Closed blipblitz closed 9 years ago
Due to email being shitty, there's no perfect way to pull out the quoted text. Mailgun does a really good job a very large percentage of the time. I think the best we can do is some sort of monitor on communications getting too large, and pruning them down before they get out of control. We can also limit the size of these fields, but its hard to come up with a hard constraint on the longest message.
Let's set a max incoming size of saved communications at 5mb (obviously this should apply to attachments, just the message body), and cut it off if it's longer than that.

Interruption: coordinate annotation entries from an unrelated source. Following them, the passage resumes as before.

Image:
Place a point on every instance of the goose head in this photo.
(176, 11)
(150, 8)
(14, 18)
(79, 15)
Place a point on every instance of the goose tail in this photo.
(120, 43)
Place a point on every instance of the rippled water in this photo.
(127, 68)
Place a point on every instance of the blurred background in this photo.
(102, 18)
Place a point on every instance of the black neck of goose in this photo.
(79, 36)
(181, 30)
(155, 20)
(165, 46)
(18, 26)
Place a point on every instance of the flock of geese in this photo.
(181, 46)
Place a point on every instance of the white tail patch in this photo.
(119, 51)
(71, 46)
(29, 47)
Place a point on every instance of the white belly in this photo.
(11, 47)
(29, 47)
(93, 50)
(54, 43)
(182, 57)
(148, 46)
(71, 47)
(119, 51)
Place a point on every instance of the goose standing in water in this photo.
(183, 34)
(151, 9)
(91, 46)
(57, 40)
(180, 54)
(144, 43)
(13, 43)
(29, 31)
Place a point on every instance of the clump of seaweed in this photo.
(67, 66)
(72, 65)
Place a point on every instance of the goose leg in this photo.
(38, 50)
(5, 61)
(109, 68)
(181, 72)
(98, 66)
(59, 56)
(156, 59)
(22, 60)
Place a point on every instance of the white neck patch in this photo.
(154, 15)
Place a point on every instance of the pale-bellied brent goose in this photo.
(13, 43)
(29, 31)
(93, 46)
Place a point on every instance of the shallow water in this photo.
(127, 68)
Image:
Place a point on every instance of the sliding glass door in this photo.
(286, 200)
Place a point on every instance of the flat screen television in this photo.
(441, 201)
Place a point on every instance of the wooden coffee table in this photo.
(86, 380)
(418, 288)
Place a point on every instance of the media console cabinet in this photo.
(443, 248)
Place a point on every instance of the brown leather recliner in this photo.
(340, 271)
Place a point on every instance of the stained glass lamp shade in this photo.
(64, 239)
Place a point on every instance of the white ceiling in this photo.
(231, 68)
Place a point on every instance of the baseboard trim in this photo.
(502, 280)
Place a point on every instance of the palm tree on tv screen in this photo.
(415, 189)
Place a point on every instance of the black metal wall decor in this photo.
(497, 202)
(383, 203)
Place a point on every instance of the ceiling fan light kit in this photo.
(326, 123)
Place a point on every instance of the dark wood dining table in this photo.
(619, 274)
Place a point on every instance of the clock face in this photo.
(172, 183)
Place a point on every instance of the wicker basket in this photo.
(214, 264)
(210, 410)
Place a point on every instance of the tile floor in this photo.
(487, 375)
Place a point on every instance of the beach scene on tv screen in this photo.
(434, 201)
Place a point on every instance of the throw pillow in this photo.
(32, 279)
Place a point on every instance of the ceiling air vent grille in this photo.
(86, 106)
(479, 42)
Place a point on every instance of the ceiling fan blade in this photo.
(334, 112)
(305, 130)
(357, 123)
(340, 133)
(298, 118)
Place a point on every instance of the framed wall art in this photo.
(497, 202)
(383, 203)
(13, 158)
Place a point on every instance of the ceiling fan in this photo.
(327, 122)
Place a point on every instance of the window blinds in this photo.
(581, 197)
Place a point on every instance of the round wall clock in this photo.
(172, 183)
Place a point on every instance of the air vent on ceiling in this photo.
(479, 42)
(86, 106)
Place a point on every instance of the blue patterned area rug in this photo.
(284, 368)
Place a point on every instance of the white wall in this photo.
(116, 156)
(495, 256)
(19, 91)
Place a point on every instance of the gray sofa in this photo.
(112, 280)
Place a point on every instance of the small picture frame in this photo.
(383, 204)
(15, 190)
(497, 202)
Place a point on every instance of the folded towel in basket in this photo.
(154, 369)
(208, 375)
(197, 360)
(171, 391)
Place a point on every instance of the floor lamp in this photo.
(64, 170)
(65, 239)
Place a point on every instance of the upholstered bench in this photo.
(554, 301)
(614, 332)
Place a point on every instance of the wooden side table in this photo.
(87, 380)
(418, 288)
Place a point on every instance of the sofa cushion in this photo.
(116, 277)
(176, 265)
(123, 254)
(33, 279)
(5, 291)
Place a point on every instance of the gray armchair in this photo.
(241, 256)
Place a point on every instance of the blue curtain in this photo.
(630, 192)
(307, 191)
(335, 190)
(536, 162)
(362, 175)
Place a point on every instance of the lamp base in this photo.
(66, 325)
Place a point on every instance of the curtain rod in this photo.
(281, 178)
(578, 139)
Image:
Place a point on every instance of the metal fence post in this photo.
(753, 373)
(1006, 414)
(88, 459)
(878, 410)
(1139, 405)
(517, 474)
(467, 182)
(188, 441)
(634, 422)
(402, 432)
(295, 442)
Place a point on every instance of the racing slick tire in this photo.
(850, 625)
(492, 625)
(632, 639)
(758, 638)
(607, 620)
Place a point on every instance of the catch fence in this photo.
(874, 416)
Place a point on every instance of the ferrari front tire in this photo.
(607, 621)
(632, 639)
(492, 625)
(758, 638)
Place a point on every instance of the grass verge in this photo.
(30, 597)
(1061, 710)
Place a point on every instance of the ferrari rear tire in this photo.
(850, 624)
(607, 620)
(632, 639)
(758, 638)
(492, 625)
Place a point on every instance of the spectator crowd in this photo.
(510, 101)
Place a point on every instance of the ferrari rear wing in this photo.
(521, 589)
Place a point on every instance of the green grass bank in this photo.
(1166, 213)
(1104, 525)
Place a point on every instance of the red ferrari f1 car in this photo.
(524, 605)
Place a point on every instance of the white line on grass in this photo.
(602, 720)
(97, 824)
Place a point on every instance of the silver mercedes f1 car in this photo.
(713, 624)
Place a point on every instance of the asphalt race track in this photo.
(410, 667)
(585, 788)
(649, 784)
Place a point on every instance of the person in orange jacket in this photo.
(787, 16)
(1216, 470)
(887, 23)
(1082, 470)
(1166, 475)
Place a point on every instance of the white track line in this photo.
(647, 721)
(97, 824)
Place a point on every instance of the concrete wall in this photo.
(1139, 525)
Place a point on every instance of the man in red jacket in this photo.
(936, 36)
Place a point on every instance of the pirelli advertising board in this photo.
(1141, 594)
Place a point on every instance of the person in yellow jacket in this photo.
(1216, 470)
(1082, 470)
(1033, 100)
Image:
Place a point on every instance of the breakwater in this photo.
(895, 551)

Once the tasks system is up and running, we can create a task each time something hits that limit for a second look.
If it's simpler to do it by character count, let's save 5,101,000 characters which should be enough to cover. We'll see how that works, and adjust up or down as needed.
@morisy 5 million still seems very large and will cause pages to crash. Remember this is per communication, a single request may have dozens of requests all at the max size. I'm thinking we may want something more along the lines of 100k... is there any legitimate reason to have a single communication be more than 100,00 characters?
https://www.muckrock.com/admin/foia/foiarequest/1646/ is a legit request with a communication of length 141k, but is a somewhat hackey use case
MR1646 was a one-off experiment done years ago, and I wouldn't have a problem with it getting cut off if it means generally stronger site-wide stability.
This is related to #198.
https://www.muckrock.com/foi/united-states-of-america-10/fy2013-foia-log-bureau-of-prisons-8376/ This request is one of those that seems to pull all of the quoted text sometimes and then not all of the appropriate text other times. It throws app errors when I try to delete the extra text from past communications.